My role as Australia's Arts Minister, is to also respect that a nation has culture and that people have a soul. There is a connection through the arts, through literature, through all the art forms, right through to some of the challenges that voiceover actors are having at the moment. There's a massive decline in their work, where not only is the work sometimes now being done by a machine, but right at the moment the machine is able to emulate their personal voice. There are issues to be worked through. I don't fear technology, I just know we need to be able to respond to technology.
One of the things we did, and I spoke earlier about establishing Creative Australia, was I wanted to have a body which was able to defend the arts and to put submissions into these sorts of inquiries that would be true to the work of artists. When I look at what Creative Australia put into the Productivity Commission, I am really proud of that mission. Really proud. They referred to the fact that there can't be theft. They referred to the fact that there has to be labelling. They referred to the needs that we have to be able to protect and preserve Australian culture. There are normal processes that happen with respect to the Productivity Commission. What they put out at the moment is a draft report and I completely respect their role. But let me say, I respect your role. We need your role.

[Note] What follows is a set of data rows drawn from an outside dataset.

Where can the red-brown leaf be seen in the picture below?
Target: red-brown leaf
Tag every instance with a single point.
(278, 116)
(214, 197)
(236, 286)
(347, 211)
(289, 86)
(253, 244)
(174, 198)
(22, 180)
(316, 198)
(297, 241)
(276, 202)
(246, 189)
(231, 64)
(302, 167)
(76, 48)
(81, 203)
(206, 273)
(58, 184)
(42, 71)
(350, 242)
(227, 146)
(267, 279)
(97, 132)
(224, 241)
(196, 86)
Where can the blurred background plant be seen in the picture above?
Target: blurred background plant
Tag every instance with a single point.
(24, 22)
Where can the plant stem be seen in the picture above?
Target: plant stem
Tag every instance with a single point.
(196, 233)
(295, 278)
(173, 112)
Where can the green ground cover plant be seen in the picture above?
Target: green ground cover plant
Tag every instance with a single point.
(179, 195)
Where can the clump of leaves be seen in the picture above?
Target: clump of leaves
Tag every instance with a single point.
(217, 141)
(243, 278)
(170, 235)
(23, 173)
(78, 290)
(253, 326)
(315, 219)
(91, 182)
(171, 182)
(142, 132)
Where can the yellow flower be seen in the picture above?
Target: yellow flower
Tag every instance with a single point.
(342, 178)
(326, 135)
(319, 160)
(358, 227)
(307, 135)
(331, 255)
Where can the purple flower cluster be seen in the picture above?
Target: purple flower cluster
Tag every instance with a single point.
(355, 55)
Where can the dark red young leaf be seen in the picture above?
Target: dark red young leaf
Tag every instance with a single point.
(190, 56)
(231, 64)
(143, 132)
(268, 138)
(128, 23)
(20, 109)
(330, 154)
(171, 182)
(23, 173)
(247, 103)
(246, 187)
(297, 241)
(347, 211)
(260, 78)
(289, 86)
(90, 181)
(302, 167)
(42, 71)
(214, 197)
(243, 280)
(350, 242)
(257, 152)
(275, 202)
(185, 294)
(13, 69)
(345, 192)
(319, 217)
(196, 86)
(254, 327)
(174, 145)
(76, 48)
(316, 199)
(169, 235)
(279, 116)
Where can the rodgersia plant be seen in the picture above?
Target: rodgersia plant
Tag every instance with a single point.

I have apparently now had my role for longer than others. At some point we'll find out whether that's true. Whether it's true or not, as long as the Prime Minister says, ‘what portfolios would you like’, my first answer is the arts. My second answer is, and then I will do what you need me to so I can have the arts. I've always had that approach. There are many portfolios where you get to affect how people live, and that's really important work. There are very few portfolios where you get to affect why people live, and how people feel. That’s the business that you’re in. We’re a better country for it, and long may we defend it.